Living hope: Catching breast cancer early

Did you know that one in eight women will develop breast cancer at some point in their life? Did you also know that it is recommended that women perform self-checks at least once a month? Many people aren’t aware of this information, which is why October has been declared national Breast Cancer Awareness month. This serves to remind women that checking on their health is a necessary step that could potentially save their lives.

According to the National Breast Cancer Foundation (NBCF), breast cancer begins as a group of cancerous cells that can then spread to other parts of the body. A tumor is a mass of tissue that is created as a result of an irregularity during the cell growth process. Although having a family history of the disease could increase the possibility of developing breast cancer, statistics show that most women who are diagnosed with breast cancer have no family history of the disease.

Breast cancer in real life

Jamie Freedman, a senior and law studies major at NSU, was only 18 years old when her mother was diagnosed with breast cancer, three years ago.

“After being misdiagnosed multiple times by many doctors, my mom found out she did indeed have breast cancer but was able to go on new experimental medicine that has not only changed her life but everyone around her,” said Freedman. “Though my mom gets a treatment every month to keep the cancer away, it is not growing or spreading anymore and she is doing fantastic.”

Jamie had to be strong and positive, along with the rest of her family, to help her mother overcome cancer. Based on her experience, she offered some advice to people that might be going through a similar situation.

“The best advice I can give is to just keep a strong positive outlook,” she said. “Because you want to spread as much positive energy as possible. Trust me, your loved ones will need it.”

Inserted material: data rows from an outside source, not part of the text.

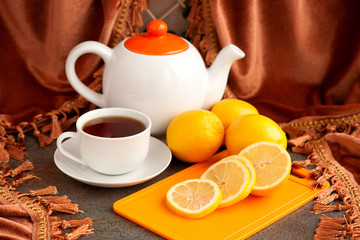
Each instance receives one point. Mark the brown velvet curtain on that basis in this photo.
(302, 57)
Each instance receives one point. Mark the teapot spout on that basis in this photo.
(218, 74)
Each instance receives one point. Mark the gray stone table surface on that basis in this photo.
(96, 202)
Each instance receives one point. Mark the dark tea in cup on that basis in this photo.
(114, 127)
(111, 141)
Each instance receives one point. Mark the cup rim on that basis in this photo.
(107, 109)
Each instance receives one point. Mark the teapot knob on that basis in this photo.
(157, 28)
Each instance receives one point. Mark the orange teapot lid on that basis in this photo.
(156, 41)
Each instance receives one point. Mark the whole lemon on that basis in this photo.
(228, 110)
(253, 128)
(195, 135)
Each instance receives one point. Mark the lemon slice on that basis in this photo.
(232, 177)
(194, 198)
(272, 164)
(251, 170)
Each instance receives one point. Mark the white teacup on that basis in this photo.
(109, 155)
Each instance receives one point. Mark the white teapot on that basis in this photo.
(157, 73)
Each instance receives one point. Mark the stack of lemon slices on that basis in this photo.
(259, 169)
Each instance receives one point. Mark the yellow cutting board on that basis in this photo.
(239, 221)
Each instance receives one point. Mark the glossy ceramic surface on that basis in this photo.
(158, 159)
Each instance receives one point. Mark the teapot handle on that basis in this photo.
(86, 47)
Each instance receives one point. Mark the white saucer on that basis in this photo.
(157, 161)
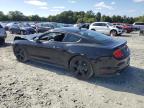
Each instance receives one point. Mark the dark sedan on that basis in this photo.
(83, 52)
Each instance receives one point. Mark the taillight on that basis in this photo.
(118, 54)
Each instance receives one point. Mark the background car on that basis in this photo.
(8, 25)
(21, 28)
(43, 27)
(2, 35)
(83, 52)
(138, 26)
(106, 28)
(126, 27)
(82, 25)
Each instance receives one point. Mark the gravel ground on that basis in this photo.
(36, 85)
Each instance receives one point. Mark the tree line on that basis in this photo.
(70, 17)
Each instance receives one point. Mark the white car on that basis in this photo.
(2, 35)
(138, 25)
(106, 28)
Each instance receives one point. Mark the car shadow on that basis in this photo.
(131, 80)
(6, 45)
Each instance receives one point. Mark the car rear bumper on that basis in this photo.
(106, 66)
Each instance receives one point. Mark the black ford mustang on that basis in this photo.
(84, 52)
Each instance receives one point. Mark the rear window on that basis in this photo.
(71, 38)
(98, 37)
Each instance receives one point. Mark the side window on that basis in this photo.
(53, 36)
(71, 38)
(103, 24)
(47, 36)
(1, 26)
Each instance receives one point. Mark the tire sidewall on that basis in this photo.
(25, 54)
(90, 72)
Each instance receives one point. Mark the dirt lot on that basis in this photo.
(39, 85)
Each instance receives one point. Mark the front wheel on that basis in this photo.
(20, 54)
(81, 67)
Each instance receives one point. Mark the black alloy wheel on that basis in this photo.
(81, 67)
(20, 54)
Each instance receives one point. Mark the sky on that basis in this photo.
(45, 8)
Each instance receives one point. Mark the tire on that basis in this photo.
(20, 54)
(81, 67)
(11, 31)
(2, 41)
(113, 33)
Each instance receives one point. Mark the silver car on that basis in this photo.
(106, 28)
(2, 35)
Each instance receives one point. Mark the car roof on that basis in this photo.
(68, 29)
(101, 22)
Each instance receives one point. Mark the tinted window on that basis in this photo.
(99, 24)
(100, 38)
(53, 36)
(71, 38)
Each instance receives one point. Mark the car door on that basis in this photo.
(2, 32)
(45, 48)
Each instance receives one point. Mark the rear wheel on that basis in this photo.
(2, 41)
(81, 67)
(20, 54)
(113, 33)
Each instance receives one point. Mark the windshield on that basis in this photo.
(93, 35)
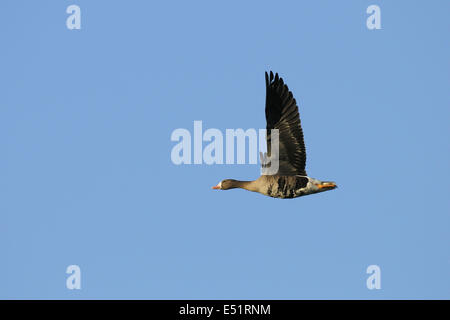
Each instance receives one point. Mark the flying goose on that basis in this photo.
(291, 180)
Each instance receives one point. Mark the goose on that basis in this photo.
(283, 119)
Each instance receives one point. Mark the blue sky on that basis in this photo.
(86, 176)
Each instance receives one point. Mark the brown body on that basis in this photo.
(291, 180)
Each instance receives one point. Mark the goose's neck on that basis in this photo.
(247, 185)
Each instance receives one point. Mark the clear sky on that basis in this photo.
(86, 176)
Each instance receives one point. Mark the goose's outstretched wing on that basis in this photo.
(282, 114)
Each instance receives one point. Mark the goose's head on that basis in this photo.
(320, 186)
(226, 184)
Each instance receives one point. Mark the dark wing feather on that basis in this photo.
(282, 114)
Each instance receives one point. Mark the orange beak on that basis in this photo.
(330, 185)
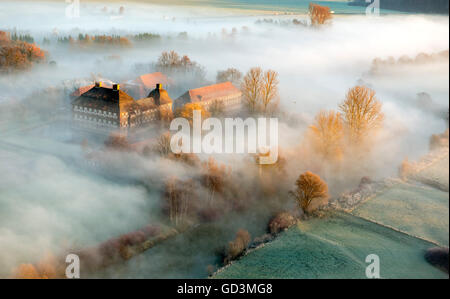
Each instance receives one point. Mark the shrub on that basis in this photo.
(280, 222)
(238, 246)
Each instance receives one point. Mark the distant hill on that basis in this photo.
(417, 6)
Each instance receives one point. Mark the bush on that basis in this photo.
(281, 222)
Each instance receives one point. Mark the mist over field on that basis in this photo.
(51, 201)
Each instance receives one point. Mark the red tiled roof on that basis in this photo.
(213, 91)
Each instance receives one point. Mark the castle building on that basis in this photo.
(111, 108)
(225, 93)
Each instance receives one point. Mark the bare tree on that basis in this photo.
(178, 195)
(162, 146)
(233, 75)
(328, 132)
(269, 88)
(214, 177)
(362, 112)
(310, 187)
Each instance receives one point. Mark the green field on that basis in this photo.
(335, 247)
(417, 210)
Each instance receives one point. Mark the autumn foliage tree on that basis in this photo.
(309, 188)
(327, 134)
(361, 112)
(319, 14)
(18, 55)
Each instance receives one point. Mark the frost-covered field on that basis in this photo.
(417, 210)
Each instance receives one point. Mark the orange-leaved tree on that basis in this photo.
(309, 187)
(319, 14)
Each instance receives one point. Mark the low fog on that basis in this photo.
(52, 200)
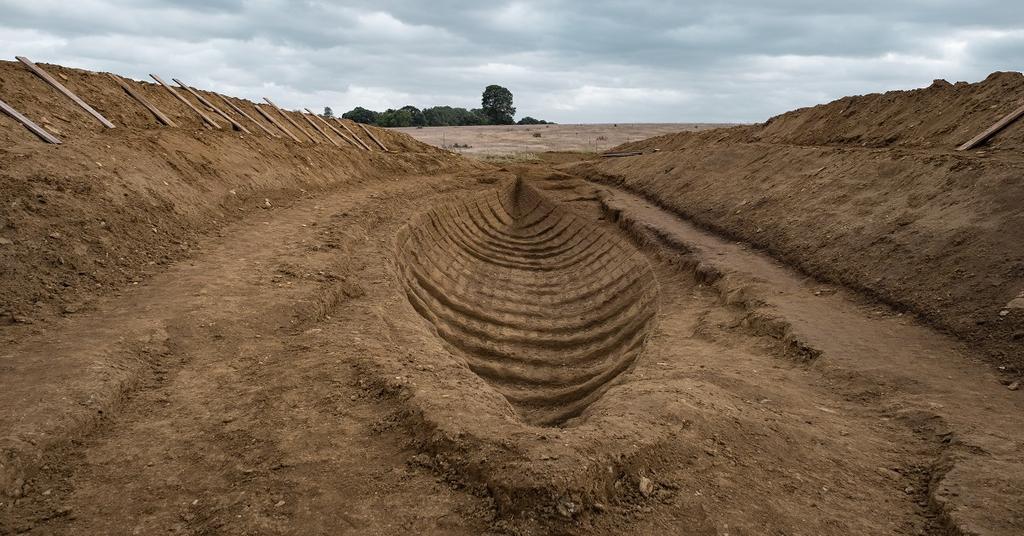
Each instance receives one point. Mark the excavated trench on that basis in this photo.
(544, 305)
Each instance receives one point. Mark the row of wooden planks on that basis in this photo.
(318, 124)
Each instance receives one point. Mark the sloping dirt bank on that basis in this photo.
(867, 192)
(110, 206)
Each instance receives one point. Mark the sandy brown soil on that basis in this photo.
(929, 230)
(534, 139)
(417, 342)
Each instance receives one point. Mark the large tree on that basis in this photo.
(497, 105)
(360, 115)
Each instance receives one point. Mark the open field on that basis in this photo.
(509, 139)
(812, 326)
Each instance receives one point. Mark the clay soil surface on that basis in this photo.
(207, 332)
(492, 140)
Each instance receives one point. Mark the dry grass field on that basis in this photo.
(524, 139)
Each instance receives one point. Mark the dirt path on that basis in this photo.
(268, 385)
(879, 360)
(242, 420)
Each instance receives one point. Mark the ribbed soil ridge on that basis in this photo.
(544, 305)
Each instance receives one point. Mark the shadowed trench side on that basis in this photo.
(546, 307)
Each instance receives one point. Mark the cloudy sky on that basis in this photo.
(588, 60)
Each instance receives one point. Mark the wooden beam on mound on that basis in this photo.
(317, 128)
(235, 124)
(335, 129)
(247, 116)
(372, 136)
(142, 100)
(36, 129)
(276, 123)
(177, 95)
(355, 137)
(290, 120)
(619, 155)
(992, 130)
(59, 87)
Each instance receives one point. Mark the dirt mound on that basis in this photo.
(941, 116)
(110, 206)
(544, 306)
(915, 223)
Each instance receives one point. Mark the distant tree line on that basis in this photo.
(496, 109)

Screening processes save lives
Doctors, like those that treated Freedman’s mother, are finding new ways to battle breast cancer. That’s why early detection of breast cancer is so important — so that doctors can intervene quickly and effectively. Self-checks are helpful, but regular visits to your physician or gynecologist can save your life. In a clinical breast exam, your doctor will examine your breasts for abnormalities in their appearance and shape.

Mammograms are another way to detect breast cancer signs. According to the NBCF, this examination allows specialists to detect a breast lump before it can be felt. It is recommended that women who are 40 years or older have a mammogram every one or two years.

How to perform the self-examination

Monthly breast self-examinations can help determine whether there have been any changes in your breast tissue from one month to the other. Here’s a condensed version of the advice the National Breast Cancer Society has on self-screening:  

If you do find abnormalities, meet with your doctor immediately. Women can get into three positions to perform the self-examinations; in the shower, in front of a mirror or when lying down.

When in the shower, circle your fingers from the outside of your breasts toward the inside, making sure you check the entirety of your breasts and your armpit area, too.

If you stand in front of a mirror, observe both of your breasts’ shape; it is likely that they will look slightly different in size and position but this is fine. Raise both arms and look at the contour of your breasts, looking for any possible changes in texture, shape and position. Then, place your hands on your hips and flex your chest muscles, to look for any dimpling, puckering or other changes.

If you choose to lay down, place a pillow underneath your right arm and shoulder and put your left hand on the right breast. Draw small circles covering the entire breast and armpit, just as in the shower examination.